Electricity here works (or doesn’t, depending on the luck of the day) in a funny way. To begin with, the wires. Wires here aren’t disciplined in any way. They grow wild on the utility poles. When one breaks, it isn’t replaced by a new one: the new one will be put next to it, over it, twisted around it. So where you had one wire now you have to. Then imagine that this has been done over and over because wires break pretty easily: the result is in certain areas of Delhi (on top of all, Chawri Bazaar), you will easily confuse an electricity pole covered with wires with a knotty tree. As a tree it would have roots in the ground; as a tree it would get thicker and thicker with time; as a tree it would have branchs which are the old broken cables. These being a reason or another, it is pretty common to hear, when it rains, the sound of a frying electric cable.
That is the sound of black out. Black-outs have a frequency that varies according to the part of town you live in. In certain areas they are a daily routine, in others they only occur in two specific occasions: storms, which is when you need your lights on to see, and the highest peak of heat, when you depend on air conditioning to survive. That is when you have to pray the god of power supply, and he eventually will do he miracle send electricity back in less than an hour. Rare miracle, that one.
I think the oddness of electric power here can well be symbolized by the local plugs. They are a weird combination of a European socket plus the one that is fit to Indian devices. Each plug has a switch next to it to turn it on: safety first, of course. I have not seen many electric devices with the right plug for the socket, but if you have an European instrument you can sure make it work: you just need to insert a pencil in the grounding hole to allow the plug to enter the hole, ignore the little sparkles you see (that sparkle must be what the switch is really for) and hope for the best.
There are mysterious reasons why sometimes the plugs don’t work with certain things. Most of times, thanks god (of electrical power), they do.
It’s just like India itself: nothing fits quite right, nothing is perfect; but it works, most of times, just fine.

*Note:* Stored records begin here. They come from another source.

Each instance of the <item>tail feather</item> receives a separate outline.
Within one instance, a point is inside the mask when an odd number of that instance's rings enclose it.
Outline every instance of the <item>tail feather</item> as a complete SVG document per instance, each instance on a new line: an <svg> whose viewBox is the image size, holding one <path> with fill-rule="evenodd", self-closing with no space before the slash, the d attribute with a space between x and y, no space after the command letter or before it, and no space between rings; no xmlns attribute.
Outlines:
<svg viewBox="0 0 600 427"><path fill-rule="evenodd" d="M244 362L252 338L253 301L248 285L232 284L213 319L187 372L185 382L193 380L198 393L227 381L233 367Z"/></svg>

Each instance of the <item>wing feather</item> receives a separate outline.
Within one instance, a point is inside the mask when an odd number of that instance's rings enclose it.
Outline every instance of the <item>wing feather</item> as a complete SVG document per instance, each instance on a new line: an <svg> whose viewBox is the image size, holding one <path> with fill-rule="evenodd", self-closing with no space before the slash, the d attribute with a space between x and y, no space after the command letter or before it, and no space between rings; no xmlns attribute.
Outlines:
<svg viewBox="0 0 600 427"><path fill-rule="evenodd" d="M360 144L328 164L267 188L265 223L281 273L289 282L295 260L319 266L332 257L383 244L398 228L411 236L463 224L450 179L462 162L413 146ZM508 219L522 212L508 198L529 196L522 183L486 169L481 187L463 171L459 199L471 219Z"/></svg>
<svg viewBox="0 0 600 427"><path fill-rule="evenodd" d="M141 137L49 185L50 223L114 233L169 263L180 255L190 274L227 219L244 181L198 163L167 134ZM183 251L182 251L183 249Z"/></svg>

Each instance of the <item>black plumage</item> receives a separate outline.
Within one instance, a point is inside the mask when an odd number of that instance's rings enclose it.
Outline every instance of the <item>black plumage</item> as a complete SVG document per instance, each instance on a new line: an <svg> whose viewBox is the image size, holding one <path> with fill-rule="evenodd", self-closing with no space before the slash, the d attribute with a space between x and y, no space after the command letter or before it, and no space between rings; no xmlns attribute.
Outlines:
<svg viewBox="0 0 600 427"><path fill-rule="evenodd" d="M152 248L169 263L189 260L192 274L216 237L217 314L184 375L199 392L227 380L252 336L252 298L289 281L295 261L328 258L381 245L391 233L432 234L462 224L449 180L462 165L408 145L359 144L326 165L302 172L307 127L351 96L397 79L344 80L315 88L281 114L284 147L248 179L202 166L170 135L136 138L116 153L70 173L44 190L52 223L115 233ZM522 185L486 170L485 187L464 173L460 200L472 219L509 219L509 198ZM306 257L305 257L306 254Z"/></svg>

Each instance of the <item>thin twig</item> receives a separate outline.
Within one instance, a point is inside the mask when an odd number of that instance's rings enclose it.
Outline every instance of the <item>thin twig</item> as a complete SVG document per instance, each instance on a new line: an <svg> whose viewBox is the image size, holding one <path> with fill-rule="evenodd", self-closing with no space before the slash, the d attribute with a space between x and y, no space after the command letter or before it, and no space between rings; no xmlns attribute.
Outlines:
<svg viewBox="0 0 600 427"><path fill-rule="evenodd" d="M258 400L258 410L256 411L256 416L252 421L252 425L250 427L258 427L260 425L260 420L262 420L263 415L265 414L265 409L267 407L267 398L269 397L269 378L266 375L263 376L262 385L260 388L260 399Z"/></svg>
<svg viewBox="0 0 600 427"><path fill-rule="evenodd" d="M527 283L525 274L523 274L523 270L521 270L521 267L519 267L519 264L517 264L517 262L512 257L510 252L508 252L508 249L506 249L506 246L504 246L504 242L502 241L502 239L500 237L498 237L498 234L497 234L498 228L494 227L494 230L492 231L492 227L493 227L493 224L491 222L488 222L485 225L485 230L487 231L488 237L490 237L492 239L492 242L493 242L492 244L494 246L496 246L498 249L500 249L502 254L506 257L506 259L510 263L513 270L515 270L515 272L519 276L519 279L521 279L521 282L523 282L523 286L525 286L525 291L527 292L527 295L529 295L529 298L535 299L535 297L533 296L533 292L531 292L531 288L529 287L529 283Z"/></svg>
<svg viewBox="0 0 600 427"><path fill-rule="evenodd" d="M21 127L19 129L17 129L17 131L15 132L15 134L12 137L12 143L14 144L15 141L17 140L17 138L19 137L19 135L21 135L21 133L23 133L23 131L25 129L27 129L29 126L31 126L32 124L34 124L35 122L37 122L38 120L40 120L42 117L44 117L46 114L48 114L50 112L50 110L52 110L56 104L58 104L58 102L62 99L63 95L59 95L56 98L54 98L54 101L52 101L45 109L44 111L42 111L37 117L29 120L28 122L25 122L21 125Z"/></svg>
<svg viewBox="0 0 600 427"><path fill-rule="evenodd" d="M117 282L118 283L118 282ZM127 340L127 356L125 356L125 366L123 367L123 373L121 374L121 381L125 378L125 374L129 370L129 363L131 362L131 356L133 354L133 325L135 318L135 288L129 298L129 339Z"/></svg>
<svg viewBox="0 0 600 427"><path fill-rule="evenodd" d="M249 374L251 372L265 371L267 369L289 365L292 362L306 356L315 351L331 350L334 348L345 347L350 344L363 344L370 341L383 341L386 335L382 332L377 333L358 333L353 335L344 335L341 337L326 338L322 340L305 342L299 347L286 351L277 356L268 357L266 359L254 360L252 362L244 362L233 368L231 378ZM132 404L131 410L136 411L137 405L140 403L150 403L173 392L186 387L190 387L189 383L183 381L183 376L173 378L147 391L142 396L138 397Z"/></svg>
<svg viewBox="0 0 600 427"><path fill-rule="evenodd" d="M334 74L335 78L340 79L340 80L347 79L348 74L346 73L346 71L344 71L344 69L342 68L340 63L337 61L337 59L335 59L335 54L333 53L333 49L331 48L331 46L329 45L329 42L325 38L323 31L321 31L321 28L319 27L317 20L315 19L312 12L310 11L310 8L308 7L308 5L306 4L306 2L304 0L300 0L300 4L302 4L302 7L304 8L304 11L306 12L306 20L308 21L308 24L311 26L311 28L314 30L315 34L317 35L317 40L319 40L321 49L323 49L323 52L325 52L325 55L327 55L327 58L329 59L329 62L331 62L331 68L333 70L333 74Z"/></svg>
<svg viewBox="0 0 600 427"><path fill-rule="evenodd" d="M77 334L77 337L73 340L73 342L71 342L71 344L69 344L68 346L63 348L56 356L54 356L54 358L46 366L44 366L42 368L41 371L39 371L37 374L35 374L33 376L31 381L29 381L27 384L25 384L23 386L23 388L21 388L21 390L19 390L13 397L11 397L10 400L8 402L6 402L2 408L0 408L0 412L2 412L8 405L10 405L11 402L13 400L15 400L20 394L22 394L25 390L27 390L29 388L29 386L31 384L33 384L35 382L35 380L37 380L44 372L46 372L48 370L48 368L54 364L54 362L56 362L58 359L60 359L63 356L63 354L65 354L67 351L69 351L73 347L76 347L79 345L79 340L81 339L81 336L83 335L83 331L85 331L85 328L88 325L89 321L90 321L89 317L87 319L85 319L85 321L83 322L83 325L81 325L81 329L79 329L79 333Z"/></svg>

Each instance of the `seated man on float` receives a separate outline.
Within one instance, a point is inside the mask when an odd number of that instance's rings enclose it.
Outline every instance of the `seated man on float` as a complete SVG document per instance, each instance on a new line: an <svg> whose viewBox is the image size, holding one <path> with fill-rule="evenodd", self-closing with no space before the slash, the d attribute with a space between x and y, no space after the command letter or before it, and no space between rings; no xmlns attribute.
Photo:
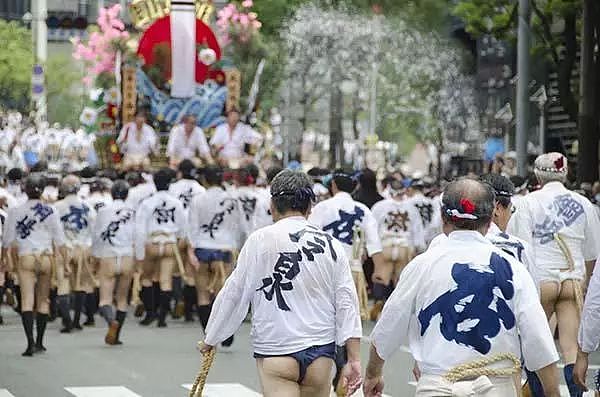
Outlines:
<svg viewBox="0 0 600 397"><path fill-rule="evenodd" d="M183 160L191 160L195 167L200 167L203 163L212 163L206 136L196 123L196 116L188 114L171 130L167 144L167 157L171 168L176 169Z"/></svg>
<svg viewBox="0 0 600 397"><path fill-rule="evenodd" d="M252 151L262 141L262 135L240 122L240 111L231 108L227 112L227 122L216 128L210 145L221 165L235 169L252 162Z"/></svg>
<svg viewBox="0 0 600 397"><path fill-rule="evenodd" d="M138 110L135 120L125 124L117 145L123 153L123 169L125 171L150 168L150 155L159 152L158 137L154 129L146 124L146 115Z"/></svg>

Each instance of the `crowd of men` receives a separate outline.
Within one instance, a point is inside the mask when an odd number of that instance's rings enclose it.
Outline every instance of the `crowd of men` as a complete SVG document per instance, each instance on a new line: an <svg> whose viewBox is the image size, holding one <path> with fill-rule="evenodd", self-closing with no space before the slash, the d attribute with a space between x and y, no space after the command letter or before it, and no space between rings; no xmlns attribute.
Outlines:
<svg viewBox="0 0 600 397"><path fill-rule="evenodd" d="M173 142L194 128L188 118ZM339 395L361 384L381 395L385 360L407 346L417 396L516 396L523 368L531 395L555 397L555 334L570 395L582 395L600 344L600 218L565 188L563 155L536 160L536 191L489 174L442 193L370 170L225 169L194 139L205 157L173 143L171 168L154 173L127 171L148 167L134 149L120 172L6 173L0 304L14 298L24 356L46 350L54 318L69 334L99 314L105 343L121 344L130 305L141 326L198 318L203 351L228 347L251 307L265 396L328 395L334 366Z"/></svg>

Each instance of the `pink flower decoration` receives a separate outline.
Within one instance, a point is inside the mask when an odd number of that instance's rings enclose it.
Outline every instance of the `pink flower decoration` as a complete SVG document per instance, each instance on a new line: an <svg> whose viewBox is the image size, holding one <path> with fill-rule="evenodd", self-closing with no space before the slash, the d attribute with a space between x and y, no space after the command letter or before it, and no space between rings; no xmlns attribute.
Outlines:
<svg viewBox="0 0 600 397"><path fill-rule="evenodd" d="M242 7L245 7L245 8L250 8L253 5L254 5L254 2L252 0L244 0L242 2Z"/></svg>
<svg viewBox="0 0 600 397"><path fill-rule="evenodd" d="M248 15L245 15L245 14L240 15L240 24L242 26L248 26L250 24L250 18L248 18Z"/></svg>

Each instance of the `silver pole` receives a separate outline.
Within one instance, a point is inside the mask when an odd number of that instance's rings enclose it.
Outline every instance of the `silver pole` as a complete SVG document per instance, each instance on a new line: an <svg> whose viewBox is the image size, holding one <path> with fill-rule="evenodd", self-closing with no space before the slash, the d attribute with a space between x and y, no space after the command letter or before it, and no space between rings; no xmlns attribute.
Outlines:
<svg viewBox="0 0 600 397"><path fill-rule="evenodd" d="M546 153L546 114L543 106L540 106L540 150Z"/></svg>
<svg viewBox="0 0 600 397"><path fill-rule="evenodd" d="M34 40L35 61L43 66L48 59L47 0L33 0L31 3L31 14L33 16L31 34ZM37 117L39 120L46 120L46 110L46 91L44 90L43 94L37 100Z"/></svg>
<svg viewBox="0 0 600 397"><path fill-rule="evenodd" d="M371 111L369 118L369 134L375 134L377 130L377 63L373 64L373 72L371 76Z"/></svg>
<svg viewBox="0 0 600 397"><path fill-rule="evenodd" d="M529 0L519 0L517 49L517 173L527 176L527 131L529 127L529 47L531 10Z"/></svg>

And after a month of happily consuming the electrical resource of the country, you have to pay. The place you go to pay is called ESBS, and it has a few local office, which stick with the whole electric power style very well. A guard lets you in, asking you in English what are you there for, but of course not knowing enough of the language to really understand you answer. The office is one big room with four different counters: the small one at the entrance, with an old lady in saari counting money; the big counter on the left of the room, with a couple of computer and little temple for the gods; the one in front of it, a desk hosting two employees and big old folders full of papers; and finally, in the right part of the room the only one that looks like ticket window, with three men working behind it and glass in front. There’s some thirty people in the office, most of them simply hanging out. So you get to the one that looks like a payment counter and stay in line, for there’s a few person before you. But then of course they have nothing to do there, they’re just talking to the cashier, so it gets to be your turn and you ask the employee if he speaks English. Yes madam, he replies, and you explain him what you have to do. At the ends he points to the old lady counting money to tell you have to go there: he doesn’t speak English. The woman doesn’t either, but she calls someone that comes to the small desk in front of her, so you get there and finally, as he understands what you need to do, he sends you to the last counter, the big and crowded one with the altar and the computers. As you arrive the conversation stops and everyone - employees, customers or supposed to be so - stares at you, both because you are a girl and blond (everyone else in the office, aside from the old lady, is male) and because they are not doing anything anyways. You show your bill - again - to the employee and finally he says yes, you can pay.
You discover they don’t accept credit card, you must pay in cash. Also, you can’t pay just the bill you got, for which you would have cash, you must pay whatever electricity you have consumed until today, even though the new bill isn’t closed yet. If you like, you can even pay more than that and leave some deposit for the next month. But if you don’t have enough cash for that and you must come back another day, for it’s already four and the office will close.
No worries, the employee says with a smile, you still have a few days before they cut the power in your house. That is the one thing they are pretty efficient in doing.